Back.
Thanks to the help of yellows8, Normmatt, smea, and plutooo I finally managed to get it working. Basically the first issue was getting the cache invalidation to work properly every time a new block of code was pushed to the recompilation caches, and once that was done I got stuck on another issue which I initially thought was some weird cache issue, but ended up being a stack overflow (thanks to yellows8 for finding that one, I probably would never have guessed it would be a stack overflow...). Long story short, I relocated the stack with some more space and it's alive and breathing.
There is one slight downfall, and it's the cache invalidation. Currently due to the nature of how gpsp does it's stuff, the blocks are generated pretty much JIT, so after each block another block is generated. The problem is that every time I write to the recompilation cache, I have to invalidate the entire instruction cache (which is a lot). And with games that are rather large, this is a bit of an issue invalidating the cache takes a bit of time, and since large games often branch and go around quite a bit, this can equate to a metric crapton of lag.
The other issue now is rendering, rendering is becoming a bottleneck in some situations due to the use of the CPU rendering in order to flip the frame buffer the right way up. So I'll probably be implementing GPU rendering soon as well in order to minimize the lag generated here.

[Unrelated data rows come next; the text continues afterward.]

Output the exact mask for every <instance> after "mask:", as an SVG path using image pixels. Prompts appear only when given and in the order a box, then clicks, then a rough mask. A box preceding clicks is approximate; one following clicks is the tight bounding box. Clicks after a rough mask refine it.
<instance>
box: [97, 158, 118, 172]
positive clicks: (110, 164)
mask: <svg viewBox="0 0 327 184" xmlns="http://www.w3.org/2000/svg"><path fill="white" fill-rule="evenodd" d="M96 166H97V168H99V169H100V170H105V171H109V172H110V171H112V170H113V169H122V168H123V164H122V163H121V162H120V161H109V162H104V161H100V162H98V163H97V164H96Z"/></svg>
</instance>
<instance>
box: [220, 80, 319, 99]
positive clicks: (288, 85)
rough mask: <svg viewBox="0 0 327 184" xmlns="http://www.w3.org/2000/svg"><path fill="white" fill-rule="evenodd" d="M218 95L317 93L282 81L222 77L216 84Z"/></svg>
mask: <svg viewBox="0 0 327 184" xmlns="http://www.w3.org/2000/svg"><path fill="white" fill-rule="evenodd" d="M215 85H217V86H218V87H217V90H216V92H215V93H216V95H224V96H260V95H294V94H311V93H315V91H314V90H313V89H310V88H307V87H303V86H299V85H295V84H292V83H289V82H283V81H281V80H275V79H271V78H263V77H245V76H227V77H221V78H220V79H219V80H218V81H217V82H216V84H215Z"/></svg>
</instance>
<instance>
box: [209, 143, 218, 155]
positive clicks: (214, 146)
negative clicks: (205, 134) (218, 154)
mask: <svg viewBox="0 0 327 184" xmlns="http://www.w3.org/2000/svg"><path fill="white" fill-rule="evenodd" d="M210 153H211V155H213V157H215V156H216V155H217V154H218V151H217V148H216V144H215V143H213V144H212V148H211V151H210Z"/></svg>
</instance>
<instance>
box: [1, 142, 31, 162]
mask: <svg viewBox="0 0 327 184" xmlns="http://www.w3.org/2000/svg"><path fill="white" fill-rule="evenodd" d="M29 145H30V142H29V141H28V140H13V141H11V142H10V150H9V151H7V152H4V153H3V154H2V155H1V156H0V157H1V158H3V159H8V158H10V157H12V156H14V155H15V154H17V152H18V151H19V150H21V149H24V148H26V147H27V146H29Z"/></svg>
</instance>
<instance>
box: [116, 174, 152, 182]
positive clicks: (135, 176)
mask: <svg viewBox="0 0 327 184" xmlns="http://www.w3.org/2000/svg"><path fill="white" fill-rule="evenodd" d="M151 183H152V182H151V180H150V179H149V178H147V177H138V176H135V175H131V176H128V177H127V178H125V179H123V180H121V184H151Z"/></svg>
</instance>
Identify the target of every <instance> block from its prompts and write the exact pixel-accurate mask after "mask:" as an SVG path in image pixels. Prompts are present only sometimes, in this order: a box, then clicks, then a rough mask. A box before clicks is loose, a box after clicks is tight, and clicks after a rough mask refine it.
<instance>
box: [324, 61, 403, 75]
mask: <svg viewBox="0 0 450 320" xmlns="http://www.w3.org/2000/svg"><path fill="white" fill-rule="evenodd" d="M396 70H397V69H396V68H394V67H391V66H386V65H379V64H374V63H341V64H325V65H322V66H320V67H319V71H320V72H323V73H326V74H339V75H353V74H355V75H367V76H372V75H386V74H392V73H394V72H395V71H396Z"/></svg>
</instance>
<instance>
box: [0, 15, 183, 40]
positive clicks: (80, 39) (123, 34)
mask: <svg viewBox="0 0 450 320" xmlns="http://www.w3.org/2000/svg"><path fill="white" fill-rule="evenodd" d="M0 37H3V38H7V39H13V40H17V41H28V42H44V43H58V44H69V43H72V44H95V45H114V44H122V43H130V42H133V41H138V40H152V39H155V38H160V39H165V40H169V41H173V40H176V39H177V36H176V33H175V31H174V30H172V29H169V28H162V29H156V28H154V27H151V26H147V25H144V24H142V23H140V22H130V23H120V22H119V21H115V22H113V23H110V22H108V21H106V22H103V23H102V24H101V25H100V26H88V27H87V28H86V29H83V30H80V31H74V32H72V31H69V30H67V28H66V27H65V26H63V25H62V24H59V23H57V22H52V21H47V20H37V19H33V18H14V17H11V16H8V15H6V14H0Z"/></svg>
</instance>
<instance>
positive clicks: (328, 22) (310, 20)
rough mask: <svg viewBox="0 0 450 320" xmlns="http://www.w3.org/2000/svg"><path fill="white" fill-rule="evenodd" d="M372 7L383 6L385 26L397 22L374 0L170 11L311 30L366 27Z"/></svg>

So basically at this point, some games run extremely well, some run absolutely horrible (worse than the interpreter), and a lot of optimizations are needed both on my end as well as maybe on ninjhax's end to allow the invalidation of specific blocks of the cache vs the entire thing. The good thing though is that we have the dynrec going fairly well at this point, which is good.
EDIT: Updated .3dsx is in the main post for those who want to try it. Don't get your hopes up too high for speed though, it's a big WIP at the moment even with the dynrec in place. Also, exiting with the X button isn't in place yet.
EDIT 2: Holy crap, just fixed a thing and now Fire Red is running much faster than the interpreter (still not 100%, probably closer to 60% or 70%, it's hard to tell without sound). Apparently I was invalidating the cache even when I didn't write anything new to the translation cache. Huge performance increases, although video is still lagging it down.